Protesters march through Laurelhurst on May 31, 2020. (Aaron Wessling)

A weekend of protests across Portland featured a series of now familiar scenes: hundreds of people blocking traffic, hurling eggs, apples and insults; police officers tackling, pepper-spraying and arresting fleeing demonstrators; and a riot declared after someone started a fire inside police union headquarters.

But early Saturday morning brought a disturbing new element: Protesters allege someone threw pipe bombs at them while they were gathered in Laurelhurst Park.

Around 2:30 am on Aug. 8, a group of legal observers and journalists, including reporter Justin Yau, met up near Laurelhurst Park, at the corner of Southeast Ankeny Street and César E. Chávez Boulevard. Abruptly, they saw a white light flash over the park's tall Douglas firs and heard an explosion, followed by a deep reverberation. The noise was much louder than the fireworks typically thrown at protests. So when a second explosion sounded, they stopped talking and ran toward the sound into the darkened park.

By the public restrooms on the park's north side, they found 20 protesters gathered around a small device, examining and dismantling it. One of the protesters explained to the reporters that the group had just evaded several thrown pipe bombs.

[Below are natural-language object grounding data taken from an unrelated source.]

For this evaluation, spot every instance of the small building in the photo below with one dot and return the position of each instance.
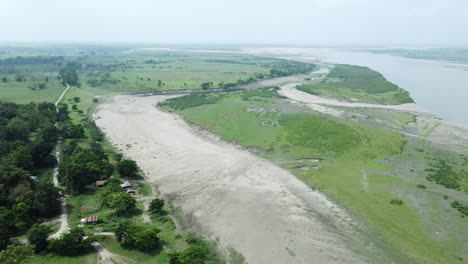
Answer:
(126, 185)
(90, 220)
(100, 184)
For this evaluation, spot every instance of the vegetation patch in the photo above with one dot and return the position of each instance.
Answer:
(324, 135)
(191, 100)
(445, 174)
(361, 83)
(460, 207)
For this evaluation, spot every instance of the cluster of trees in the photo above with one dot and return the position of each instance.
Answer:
(287, 68)
(156, 207)
(32, 60)
(444, 174)
(113, 197)
(69, 74)
(96, 80)
(75, 242)
(460, 207)
(27, 138)
(280, 69)
(132, 235)
(81, 166)
(197, 252)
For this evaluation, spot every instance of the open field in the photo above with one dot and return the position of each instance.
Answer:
(360, 166)
(288, 223)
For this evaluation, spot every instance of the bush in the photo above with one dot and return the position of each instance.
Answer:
(460, 207)
(16, 254)
(191, 100)
(72, 243)
(445, 175)
(131, 235)
(156, 206)
(37, 236)
(127, 168)
(396, 202)
(122, 202)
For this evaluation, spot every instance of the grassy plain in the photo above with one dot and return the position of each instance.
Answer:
(352, 169)
(349, 82)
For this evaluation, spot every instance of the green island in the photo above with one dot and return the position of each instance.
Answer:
(356, 83)
(373, 171)
(408, 193)
(125, 225)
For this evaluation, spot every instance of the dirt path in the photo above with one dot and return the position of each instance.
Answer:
(242, 201)
(63, 218)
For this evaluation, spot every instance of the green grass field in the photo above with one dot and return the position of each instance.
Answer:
(348, 82)
(346, 151)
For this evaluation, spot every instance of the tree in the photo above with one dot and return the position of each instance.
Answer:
(37, 236)
(42, 86)
(20, 78)
(206, 85)
(131, 235)
(112, 186)
(73, 243)
(156, 206)
(194, 254)
(6, 227)
(122, 202)
(69, 74)
(16, 254)
(47, 200)
(128, 168)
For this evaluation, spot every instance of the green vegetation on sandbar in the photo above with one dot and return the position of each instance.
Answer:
(341, 158)
(447, 54)
(349, 82)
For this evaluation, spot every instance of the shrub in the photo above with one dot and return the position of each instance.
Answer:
(156, 206)
(131, 235)
(396, 202)
(73, 243)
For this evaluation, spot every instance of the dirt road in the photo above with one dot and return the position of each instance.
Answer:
(292, 93)
(63, 218)
(234, 197)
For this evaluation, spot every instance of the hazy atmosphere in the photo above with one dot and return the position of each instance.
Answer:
(233, 132)
(306, 22)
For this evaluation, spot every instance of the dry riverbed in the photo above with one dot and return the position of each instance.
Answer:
(233, 197)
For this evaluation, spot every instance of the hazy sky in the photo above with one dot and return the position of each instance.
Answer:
(310, 22)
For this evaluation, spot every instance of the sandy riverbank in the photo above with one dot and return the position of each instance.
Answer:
(240, 200)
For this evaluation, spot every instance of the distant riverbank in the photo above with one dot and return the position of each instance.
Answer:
(437, 86)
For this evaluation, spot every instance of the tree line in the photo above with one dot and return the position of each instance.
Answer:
(27, 139)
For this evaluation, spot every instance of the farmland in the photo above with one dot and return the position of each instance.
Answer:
(354, 167)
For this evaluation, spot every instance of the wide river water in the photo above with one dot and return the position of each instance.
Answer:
(439, 87)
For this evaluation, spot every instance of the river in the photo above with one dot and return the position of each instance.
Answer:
(437, 86)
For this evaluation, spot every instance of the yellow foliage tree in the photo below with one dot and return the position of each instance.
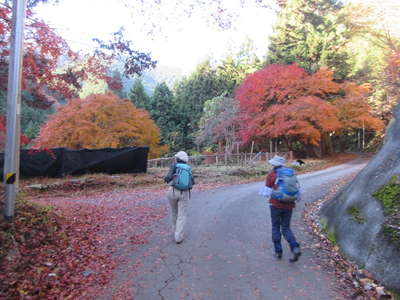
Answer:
(100, 121)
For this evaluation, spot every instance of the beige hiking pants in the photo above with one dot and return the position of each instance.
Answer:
(178, 201)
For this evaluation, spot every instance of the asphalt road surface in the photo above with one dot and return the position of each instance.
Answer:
(228, 253)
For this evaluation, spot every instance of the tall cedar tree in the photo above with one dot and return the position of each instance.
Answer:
(219, 122)
(138, 96)
(190, 95)
(284, 101)
(100, 121)
(312, 33)
(164, 113)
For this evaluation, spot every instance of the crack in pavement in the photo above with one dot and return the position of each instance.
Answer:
(173, 276)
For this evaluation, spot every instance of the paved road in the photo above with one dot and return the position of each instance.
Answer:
(228, 251)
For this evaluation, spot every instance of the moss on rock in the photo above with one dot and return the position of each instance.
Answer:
(389, 197)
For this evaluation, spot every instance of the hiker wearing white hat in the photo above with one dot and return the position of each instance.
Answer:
(282, 202)
(180, 180)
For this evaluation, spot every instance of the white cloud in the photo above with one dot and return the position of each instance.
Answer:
(183, 40)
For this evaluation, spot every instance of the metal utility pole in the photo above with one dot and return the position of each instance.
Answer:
(12, 149)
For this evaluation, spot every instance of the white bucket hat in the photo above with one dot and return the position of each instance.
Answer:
(277, 161)
(182, 155)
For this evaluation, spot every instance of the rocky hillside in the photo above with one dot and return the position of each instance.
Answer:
(364, 218)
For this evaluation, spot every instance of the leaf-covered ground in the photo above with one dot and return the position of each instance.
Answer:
(69, 234)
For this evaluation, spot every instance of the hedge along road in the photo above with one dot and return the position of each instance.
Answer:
(228, 254)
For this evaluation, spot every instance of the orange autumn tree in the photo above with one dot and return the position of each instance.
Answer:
(285, 102)
(100, 121)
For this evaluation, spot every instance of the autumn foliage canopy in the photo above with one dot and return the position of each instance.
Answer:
(284, 101)
(100, 121)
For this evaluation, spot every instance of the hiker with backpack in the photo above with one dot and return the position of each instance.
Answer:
(180, 180)
(285, 193)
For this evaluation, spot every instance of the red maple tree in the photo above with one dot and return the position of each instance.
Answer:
(283, 101)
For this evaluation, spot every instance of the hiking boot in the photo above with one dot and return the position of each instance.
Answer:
(295, 254)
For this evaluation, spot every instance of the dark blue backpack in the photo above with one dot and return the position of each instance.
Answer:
(182, 177)
(287, 185)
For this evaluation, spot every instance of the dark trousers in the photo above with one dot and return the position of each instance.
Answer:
(280, 219)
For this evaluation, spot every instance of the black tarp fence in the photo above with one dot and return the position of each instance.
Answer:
(59, 162)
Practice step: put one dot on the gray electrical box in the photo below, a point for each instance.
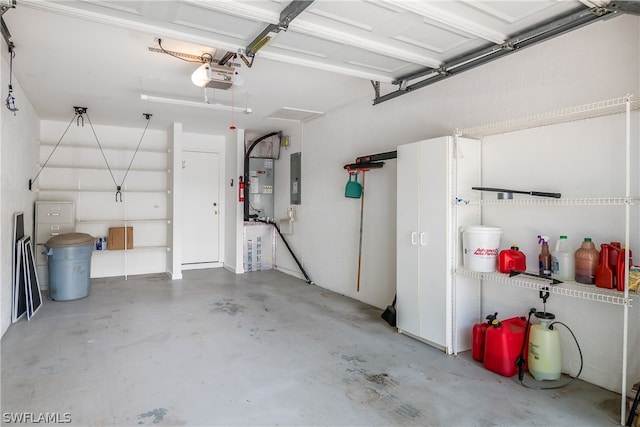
(296, 183)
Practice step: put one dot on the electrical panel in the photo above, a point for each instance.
(260, 188)
(296, 183)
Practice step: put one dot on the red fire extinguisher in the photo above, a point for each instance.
(241, 190)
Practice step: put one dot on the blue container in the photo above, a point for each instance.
(69, 261)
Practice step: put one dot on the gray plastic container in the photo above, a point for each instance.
(69, 260)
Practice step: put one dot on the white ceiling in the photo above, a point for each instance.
(96, 54)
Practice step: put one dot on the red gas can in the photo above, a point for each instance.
(511, 259)
(503, 343)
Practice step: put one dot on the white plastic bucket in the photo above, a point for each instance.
(480, 247)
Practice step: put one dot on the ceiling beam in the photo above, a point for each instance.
(288, 14)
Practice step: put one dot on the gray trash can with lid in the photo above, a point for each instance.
(69, 261)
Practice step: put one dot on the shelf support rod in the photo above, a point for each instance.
(625, 309)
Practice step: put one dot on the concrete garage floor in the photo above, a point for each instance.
(256, 349)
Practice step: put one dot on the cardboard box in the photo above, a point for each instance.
(116, 238)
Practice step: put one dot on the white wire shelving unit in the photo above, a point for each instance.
(568, 289)
(622, 105)
(564, 115)
(581, 201)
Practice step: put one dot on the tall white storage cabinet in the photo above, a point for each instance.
(434, 305)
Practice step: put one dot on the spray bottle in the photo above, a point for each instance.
(544, 259)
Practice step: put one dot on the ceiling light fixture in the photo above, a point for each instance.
(189, 103)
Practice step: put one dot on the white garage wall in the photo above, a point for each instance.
(18, 156)
(597, 62)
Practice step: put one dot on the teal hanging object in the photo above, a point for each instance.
(353, 188)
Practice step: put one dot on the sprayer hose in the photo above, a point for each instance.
(573, 378)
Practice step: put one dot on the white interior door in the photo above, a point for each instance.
(200, 207)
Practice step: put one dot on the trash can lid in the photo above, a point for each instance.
(70, 239)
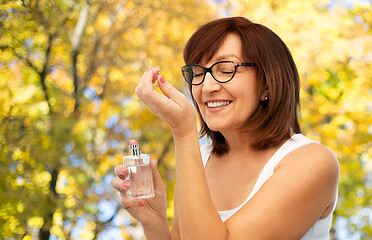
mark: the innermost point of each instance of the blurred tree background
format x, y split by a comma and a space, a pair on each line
68, 70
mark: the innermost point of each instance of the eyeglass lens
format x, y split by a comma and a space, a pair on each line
222, 72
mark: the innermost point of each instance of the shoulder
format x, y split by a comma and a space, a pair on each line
205, 151
316, 164
315, 156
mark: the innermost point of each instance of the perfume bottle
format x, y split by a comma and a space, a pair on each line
140, 174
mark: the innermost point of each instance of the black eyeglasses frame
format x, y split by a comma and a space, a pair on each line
206, 70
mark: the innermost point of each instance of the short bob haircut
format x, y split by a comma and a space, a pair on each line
275, 118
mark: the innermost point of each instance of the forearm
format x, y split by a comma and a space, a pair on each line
198, 218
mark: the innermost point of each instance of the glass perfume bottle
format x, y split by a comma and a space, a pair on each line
140, 174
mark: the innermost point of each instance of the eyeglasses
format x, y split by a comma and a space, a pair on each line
222, 72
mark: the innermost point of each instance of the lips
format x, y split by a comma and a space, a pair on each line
218, 104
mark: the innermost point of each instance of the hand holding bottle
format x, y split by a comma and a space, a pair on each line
149, 211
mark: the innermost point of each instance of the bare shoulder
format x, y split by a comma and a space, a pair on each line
316, 160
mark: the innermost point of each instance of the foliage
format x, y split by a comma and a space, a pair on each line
68, 70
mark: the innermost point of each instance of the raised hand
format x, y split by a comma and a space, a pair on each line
173, 107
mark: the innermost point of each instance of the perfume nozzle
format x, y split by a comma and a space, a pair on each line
135, 150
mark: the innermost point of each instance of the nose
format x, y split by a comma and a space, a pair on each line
210, 85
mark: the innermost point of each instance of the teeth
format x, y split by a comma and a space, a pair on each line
218, 104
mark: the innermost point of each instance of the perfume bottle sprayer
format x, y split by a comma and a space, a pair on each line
140, 174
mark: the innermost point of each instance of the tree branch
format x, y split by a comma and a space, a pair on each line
75, 42
44, 72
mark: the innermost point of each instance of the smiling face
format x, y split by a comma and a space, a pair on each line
227, 106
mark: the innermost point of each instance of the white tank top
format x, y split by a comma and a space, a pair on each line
320, 230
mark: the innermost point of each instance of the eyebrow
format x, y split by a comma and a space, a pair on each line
222, 57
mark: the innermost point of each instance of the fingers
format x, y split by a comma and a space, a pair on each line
169, 90
132, 142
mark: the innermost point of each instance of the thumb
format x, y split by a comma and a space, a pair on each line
169, 90
158, 182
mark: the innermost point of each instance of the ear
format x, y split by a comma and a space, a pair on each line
264, 95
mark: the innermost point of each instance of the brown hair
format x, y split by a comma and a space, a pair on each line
277, 74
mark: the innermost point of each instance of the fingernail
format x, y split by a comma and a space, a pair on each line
162, 80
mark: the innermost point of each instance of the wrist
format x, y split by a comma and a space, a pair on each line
185, 132
156, 229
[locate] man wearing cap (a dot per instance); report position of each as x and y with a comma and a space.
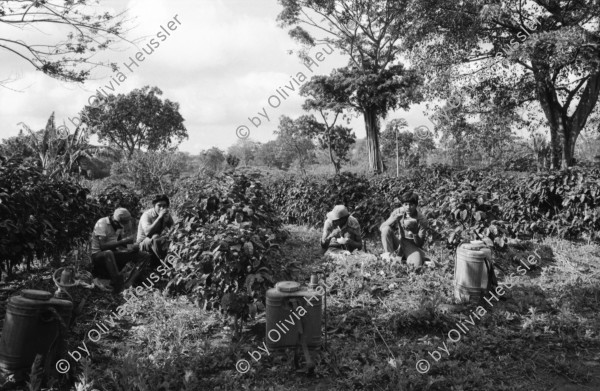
412, 231
153, 223
110, 252
341, 231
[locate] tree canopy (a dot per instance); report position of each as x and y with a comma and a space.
137, 120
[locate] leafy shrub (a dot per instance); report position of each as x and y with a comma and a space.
214, 254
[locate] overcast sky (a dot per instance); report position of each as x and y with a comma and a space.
222, 65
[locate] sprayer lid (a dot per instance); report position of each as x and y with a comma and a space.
287, 286
36, 295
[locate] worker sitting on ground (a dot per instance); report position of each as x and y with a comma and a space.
111, 252
411, 235
341, 231
153, 224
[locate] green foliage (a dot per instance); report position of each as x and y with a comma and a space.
137, 120
82, 31
294, 141
211, 160
226, 239
40, 216
460, 206
118, 196
152, 172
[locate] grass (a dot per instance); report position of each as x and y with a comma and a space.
380, 322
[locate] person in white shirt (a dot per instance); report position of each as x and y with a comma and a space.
153, 224
110, 251
341, 231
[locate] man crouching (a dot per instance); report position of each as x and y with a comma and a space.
153, 223
110, 253
411, 235
341, 231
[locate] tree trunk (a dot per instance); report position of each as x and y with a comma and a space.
371, 125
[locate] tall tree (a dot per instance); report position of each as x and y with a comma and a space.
76, 29
370, 33
137, 120
517, 52
294, 141
152, 172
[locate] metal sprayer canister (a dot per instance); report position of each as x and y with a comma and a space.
291, 308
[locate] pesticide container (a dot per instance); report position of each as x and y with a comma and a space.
471, 272
31, 326
293, 309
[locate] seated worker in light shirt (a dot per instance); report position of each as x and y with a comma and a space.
153, 224
110, 252
411, 234
341, 231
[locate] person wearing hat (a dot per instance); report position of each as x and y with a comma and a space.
110, 251
341, 231
411, 234
153, 223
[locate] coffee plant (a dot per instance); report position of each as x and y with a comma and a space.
40, 216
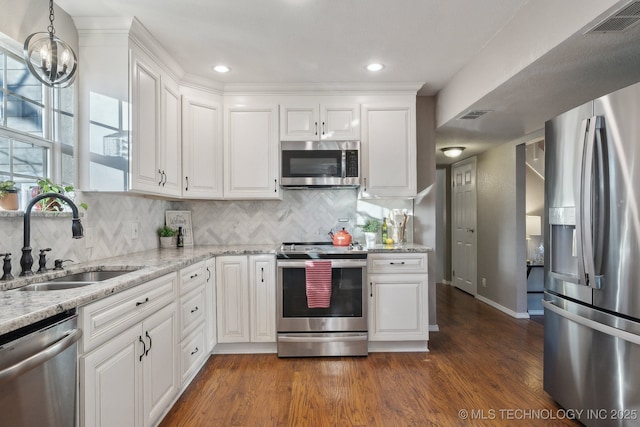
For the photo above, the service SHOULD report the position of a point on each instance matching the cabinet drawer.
(192, 351)
(191, 277)
(104, 319)
(397, 263)
(192, 310)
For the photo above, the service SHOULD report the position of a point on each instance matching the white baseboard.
(503, 308)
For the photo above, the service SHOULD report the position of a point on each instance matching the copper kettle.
(341, 238)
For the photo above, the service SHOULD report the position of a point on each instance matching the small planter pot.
(167, 242)
(9, 202)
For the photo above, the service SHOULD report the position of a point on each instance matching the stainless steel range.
(321, 300)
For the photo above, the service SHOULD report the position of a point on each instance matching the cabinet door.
(110, 382)
(202, 161)
(232, 292)
(251, 164)
(389, 151)
(340, 122)
(263, 298)
(210, 295)
(397, 307)
(145, 112)
(299, 122)
(160, 367)
(171, 148)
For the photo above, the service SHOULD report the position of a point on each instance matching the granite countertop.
(403, 248)
(22, 308)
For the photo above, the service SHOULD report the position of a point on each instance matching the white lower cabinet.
(193, 313)
(131, 379)
(398, 292)
(245, 291)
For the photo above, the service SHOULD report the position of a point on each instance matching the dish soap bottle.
(180, 238)
(384, 230)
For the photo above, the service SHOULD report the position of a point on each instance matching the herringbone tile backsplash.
(302, 215)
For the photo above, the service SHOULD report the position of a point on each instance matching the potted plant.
(45, 185)
(371, 228)
(166, 235)
(8, 195)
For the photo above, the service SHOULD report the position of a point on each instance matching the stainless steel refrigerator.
(592, 260)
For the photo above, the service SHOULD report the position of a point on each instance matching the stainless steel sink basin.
(91, 276)
(74, 280)
(54, 286)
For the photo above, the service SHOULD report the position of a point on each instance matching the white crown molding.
(338, 88)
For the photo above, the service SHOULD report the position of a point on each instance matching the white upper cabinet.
(202, 161)
(251, 165)
(389, 151)
(314, 121)
(155, 133)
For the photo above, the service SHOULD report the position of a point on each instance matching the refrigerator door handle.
(585, 217)
(592, 324)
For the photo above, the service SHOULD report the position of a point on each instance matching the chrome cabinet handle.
(148, 336)
(144, 347)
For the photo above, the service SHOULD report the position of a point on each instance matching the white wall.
(517, 45)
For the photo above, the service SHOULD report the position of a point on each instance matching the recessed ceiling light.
(221, 69)
(452, 151)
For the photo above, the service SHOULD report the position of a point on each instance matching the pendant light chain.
(50, 28)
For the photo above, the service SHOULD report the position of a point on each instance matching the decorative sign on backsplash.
(177, 219)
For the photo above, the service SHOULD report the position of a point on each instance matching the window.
(36, 126)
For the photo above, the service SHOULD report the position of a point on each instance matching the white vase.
(166, 242)
(370, 238)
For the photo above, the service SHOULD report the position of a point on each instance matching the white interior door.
(463, 213)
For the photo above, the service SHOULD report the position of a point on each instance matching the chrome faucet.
(26, 262)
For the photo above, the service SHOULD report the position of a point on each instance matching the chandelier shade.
(49, 58)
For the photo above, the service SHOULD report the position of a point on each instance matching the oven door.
(347, 311)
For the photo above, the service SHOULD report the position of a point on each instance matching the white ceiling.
(331, 41)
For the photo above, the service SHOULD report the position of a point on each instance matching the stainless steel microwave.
(320, 164)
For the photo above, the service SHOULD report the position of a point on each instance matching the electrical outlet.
(88, 237)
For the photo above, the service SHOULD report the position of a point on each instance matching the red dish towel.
(318, 283)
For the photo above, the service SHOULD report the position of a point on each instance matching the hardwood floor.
(484, 368)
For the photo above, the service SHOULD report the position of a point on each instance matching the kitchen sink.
(74, 280)
(91, 276)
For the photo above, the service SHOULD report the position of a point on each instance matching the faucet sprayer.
(26, 262)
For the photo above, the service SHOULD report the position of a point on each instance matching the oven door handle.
(335, 263)
(323, 339)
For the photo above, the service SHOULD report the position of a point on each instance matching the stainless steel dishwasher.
(38, 373)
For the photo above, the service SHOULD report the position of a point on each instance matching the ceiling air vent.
(620, 21)
(472, 115)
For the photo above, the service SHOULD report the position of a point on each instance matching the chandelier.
(49, 59)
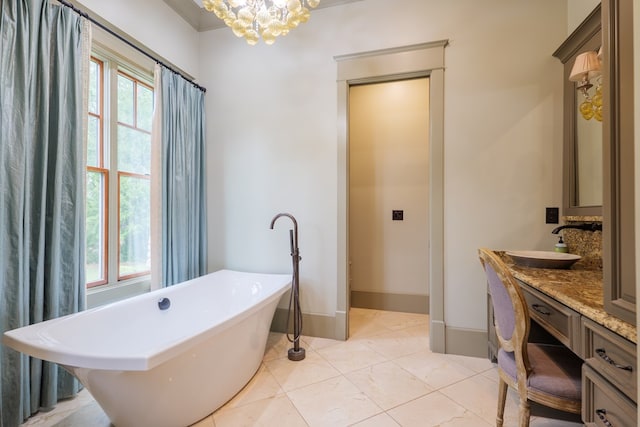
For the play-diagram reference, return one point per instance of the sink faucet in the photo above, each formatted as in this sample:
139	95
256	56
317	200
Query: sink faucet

"Two of these were thrown at us by a gentleman who disappeared back into the woods," the protester said, asking that her name be withheld out of concern for her safety. "This is a Ziploc bag full of gunpowder, taped as tight as it can go, fit into [a PVC pipe], and the idea is that it would explode. But only one went off. This one was a dud," she said, gesturing to the dismantled contents.

"Five minutes later, one or two other gentlemen came from the dark parts of the area and threw one or two more and they exploded," she added, saying the group was lucky the first bomb was a dud because it gave them a moment to step back before the second exploded.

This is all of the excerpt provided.